Influenza B viruses are thought to cause a milder infection than influenza A viruses, however recent studies have established that influenza B can still have a significant disease burden. Neuraminidase inhibitors (NAIs) are sialic acid analogues that block the neuraminidase (NA) glycoprotein on virion surface and are the only available treatment option for influenza B infections. Mutations, often within the active site of the NA, can be associated with resistance to the NAIs. As such, amino acid mutations D197N and H273Y in the influenza B NA have been associated with reduced virus susceptibility to NAIs.
This study characterizes the two NA amino acid mutations, D197N and H273Y, which were detected in contemporary influenza B viruses during routine surveillance. In vitro characterisation of the D197N and H273Y variants assessed NA enzyme activity and affinity, and cell culture replication, while ferret infection studies assessed viral replicability and transmissibility in comparison with recently circulating NAI-sensitive wild type viruses.
Enzymatic analysis revealed that the D197N variant had impaired NA enzyme function, but had comparable replication kinetics to wild type viruses both in vitro and in ferrets.
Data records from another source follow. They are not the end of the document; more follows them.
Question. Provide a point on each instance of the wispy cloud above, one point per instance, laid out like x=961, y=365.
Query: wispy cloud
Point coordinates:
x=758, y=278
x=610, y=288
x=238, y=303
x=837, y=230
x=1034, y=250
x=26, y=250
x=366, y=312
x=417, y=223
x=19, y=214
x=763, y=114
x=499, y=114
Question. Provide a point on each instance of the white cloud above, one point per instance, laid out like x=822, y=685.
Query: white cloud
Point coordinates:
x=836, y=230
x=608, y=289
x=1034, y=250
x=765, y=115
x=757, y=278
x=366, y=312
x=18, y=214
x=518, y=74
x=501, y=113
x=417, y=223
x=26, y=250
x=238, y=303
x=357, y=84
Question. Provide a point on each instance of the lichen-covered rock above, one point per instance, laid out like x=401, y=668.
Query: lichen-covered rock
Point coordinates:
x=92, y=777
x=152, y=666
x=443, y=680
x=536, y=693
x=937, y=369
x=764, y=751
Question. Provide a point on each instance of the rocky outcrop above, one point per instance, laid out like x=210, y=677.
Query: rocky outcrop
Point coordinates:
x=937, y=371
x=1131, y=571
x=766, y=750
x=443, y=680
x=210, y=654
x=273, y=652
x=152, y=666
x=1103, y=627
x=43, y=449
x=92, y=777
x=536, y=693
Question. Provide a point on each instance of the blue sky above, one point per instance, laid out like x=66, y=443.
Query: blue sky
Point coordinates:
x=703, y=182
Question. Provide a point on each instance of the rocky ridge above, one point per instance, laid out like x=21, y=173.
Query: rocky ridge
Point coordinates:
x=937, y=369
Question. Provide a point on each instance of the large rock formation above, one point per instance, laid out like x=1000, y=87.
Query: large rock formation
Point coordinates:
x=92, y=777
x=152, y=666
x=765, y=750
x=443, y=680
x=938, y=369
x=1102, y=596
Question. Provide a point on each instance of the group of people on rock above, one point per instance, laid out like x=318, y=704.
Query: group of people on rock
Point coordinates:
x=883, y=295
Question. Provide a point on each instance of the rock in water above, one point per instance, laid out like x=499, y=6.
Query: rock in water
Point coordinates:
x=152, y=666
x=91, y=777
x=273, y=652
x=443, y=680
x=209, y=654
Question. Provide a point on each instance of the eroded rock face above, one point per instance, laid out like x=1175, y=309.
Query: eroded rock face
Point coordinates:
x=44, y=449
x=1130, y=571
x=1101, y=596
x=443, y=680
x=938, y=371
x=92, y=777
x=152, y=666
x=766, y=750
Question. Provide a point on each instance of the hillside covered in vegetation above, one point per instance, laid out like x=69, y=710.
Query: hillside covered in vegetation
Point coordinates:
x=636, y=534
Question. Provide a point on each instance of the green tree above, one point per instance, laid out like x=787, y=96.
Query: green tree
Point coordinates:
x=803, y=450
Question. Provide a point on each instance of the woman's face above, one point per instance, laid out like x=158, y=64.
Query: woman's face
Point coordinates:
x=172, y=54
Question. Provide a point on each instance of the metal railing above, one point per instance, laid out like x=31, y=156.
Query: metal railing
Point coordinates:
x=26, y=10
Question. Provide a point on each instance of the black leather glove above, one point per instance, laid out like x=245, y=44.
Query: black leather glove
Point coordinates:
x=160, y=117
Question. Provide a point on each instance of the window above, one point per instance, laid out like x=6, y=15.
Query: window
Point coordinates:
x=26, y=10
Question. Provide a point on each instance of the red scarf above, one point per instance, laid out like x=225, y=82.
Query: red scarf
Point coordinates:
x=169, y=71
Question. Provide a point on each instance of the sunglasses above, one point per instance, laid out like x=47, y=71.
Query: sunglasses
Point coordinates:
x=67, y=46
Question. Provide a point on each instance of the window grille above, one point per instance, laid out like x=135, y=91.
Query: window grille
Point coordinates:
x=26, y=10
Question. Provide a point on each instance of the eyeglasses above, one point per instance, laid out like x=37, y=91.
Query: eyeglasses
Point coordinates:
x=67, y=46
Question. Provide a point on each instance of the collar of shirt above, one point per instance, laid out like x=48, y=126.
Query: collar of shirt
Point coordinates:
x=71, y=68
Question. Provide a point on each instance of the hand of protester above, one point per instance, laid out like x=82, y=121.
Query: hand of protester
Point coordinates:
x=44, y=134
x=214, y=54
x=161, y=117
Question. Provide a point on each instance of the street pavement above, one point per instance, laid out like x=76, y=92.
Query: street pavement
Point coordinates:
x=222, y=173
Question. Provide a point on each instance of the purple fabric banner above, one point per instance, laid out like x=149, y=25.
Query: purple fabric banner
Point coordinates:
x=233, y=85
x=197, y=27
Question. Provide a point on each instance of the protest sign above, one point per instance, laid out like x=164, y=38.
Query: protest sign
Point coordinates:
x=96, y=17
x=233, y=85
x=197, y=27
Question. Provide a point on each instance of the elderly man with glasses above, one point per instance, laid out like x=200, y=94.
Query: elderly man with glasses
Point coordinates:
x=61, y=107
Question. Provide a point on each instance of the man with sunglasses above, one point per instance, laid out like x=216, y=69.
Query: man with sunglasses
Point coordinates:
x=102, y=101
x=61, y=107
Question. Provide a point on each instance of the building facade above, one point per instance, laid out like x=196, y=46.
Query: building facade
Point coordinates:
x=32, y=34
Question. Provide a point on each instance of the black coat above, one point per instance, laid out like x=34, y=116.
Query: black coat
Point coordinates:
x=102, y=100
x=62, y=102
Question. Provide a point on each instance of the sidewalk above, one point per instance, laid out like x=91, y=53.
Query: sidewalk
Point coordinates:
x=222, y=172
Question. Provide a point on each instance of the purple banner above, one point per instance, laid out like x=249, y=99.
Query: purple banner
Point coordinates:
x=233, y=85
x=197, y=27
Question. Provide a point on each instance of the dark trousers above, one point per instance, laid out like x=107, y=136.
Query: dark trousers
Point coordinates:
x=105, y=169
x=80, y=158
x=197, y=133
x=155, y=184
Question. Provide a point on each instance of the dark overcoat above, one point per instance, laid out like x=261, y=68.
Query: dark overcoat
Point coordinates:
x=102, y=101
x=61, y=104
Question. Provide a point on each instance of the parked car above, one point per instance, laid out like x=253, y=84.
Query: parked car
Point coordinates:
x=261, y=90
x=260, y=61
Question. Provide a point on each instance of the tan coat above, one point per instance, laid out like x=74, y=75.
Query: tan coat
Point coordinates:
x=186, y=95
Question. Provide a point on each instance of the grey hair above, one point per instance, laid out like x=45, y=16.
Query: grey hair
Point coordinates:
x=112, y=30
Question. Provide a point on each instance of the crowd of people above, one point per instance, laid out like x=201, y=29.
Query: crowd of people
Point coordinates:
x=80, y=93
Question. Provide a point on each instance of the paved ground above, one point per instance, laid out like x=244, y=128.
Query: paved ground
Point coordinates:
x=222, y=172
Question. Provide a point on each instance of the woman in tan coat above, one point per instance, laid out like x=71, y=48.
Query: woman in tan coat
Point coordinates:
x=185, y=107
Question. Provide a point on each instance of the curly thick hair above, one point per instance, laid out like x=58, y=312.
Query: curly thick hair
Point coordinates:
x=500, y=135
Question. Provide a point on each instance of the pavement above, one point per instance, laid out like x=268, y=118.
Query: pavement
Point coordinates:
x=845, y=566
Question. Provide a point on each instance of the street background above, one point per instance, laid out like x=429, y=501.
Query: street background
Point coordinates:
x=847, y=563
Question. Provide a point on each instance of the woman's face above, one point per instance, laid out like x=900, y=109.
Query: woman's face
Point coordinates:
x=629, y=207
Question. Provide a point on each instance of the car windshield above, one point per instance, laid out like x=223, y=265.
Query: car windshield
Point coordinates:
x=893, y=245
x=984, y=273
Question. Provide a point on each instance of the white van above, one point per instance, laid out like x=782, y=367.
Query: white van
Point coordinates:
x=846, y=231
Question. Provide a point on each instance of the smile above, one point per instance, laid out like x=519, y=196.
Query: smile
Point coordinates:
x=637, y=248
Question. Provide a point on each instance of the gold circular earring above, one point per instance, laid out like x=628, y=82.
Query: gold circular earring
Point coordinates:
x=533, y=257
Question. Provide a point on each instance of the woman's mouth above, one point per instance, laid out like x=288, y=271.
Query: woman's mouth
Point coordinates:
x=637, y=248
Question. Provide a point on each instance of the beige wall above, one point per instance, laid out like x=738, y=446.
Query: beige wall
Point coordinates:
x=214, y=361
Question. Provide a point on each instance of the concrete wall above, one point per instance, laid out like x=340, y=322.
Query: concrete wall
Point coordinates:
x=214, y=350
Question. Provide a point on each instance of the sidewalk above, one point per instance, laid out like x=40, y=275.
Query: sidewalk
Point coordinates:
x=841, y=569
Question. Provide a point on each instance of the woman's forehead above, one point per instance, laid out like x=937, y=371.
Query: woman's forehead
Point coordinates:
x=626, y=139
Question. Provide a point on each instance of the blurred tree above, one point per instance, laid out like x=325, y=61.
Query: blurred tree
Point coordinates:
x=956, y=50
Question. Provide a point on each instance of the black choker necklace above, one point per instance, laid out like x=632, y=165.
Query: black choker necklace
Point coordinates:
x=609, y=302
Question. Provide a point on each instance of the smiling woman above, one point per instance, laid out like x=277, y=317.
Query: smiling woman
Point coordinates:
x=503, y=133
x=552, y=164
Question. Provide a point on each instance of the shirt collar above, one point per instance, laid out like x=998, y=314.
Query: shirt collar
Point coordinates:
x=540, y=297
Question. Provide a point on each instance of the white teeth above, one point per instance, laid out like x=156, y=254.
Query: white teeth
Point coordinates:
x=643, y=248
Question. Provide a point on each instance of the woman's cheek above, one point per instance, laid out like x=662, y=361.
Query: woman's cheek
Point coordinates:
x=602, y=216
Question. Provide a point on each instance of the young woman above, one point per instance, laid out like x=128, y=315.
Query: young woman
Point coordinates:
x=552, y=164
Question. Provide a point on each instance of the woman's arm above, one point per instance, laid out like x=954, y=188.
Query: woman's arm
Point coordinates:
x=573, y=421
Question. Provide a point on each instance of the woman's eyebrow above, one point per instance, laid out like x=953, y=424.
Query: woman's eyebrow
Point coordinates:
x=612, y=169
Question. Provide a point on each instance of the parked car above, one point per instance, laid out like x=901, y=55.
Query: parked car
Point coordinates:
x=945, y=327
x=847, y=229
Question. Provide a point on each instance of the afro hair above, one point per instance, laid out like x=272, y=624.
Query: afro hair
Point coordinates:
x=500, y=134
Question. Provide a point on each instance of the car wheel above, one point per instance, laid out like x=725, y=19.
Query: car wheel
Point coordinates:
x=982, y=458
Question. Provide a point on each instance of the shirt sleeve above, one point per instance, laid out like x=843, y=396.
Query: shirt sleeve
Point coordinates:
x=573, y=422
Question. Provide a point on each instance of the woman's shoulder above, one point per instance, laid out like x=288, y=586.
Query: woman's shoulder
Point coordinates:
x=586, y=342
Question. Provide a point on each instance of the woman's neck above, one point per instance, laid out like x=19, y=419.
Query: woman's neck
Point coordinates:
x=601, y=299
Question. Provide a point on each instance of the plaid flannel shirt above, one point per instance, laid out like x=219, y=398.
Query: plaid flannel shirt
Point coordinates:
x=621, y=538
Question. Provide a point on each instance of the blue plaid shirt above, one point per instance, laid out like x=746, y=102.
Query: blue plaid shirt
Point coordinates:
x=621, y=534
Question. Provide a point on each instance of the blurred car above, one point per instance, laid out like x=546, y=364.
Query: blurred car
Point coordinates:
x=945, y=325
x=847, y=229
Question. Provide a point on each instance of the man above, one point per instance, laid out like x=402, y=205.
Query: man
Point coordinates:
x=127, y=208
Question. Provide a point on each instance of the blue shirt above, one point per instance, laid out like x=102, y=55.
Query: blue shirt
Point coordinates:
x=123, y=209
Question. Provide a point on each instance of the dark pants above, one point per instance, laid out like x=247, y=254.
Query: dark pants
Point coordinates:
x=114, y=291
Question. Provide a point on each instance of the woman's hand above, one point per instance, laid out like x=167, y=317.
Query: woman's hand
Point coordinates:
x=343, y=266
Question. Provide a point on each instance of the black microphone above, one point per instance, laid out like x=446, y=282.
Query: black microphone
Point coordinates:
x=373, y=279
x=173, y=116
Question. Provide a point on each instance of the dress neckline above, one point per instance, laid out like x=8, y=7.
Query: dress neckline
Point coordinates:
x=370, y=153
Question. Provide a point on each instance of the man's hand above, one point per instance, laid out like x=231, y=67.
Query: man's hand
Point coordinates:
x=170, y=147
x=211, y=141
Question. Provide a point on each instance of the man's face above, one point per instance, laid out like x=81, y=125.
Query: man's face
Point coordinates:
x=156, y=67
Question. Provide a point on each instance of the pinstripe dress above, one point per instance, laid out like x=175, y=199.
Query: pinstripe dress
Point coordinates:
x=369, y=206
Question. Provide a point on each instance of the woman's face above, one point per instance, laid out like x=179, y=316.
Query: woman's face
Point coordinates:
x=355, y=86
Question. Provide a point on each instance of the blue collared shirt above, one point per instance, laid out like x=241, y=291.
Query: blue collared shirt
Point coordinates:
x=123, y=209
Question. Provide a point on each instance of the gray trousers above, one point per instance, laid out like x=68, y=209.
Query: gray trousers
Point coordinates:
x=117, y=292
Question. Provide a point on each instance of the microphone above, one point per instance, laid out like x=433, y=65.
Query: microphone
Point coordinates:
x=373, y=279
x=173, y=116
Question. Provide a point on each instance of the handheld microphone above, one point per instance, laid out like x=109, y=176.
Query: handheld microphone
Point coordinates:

The transmission efficiency of the D197N variant was slightly reduced between co-housed ferrets compared to the equivalent wild type virus. The H273Y variant had similar NA enzyme function to its wild type, but had delayed replication in vitro, and reduced transmission efficiency between co-housed ferrets.
The results show that both resistance-conferring mutations, D197N and H273Y, confer a fitness cost in influenza B viruses. The in vitro and in vivo data suggest that the fitness cost of the H273Y mutation is greater than that of the D197N mutation, and highlights the need to carefully monitor for the emergence of the D197N mutation in influenza B viruses.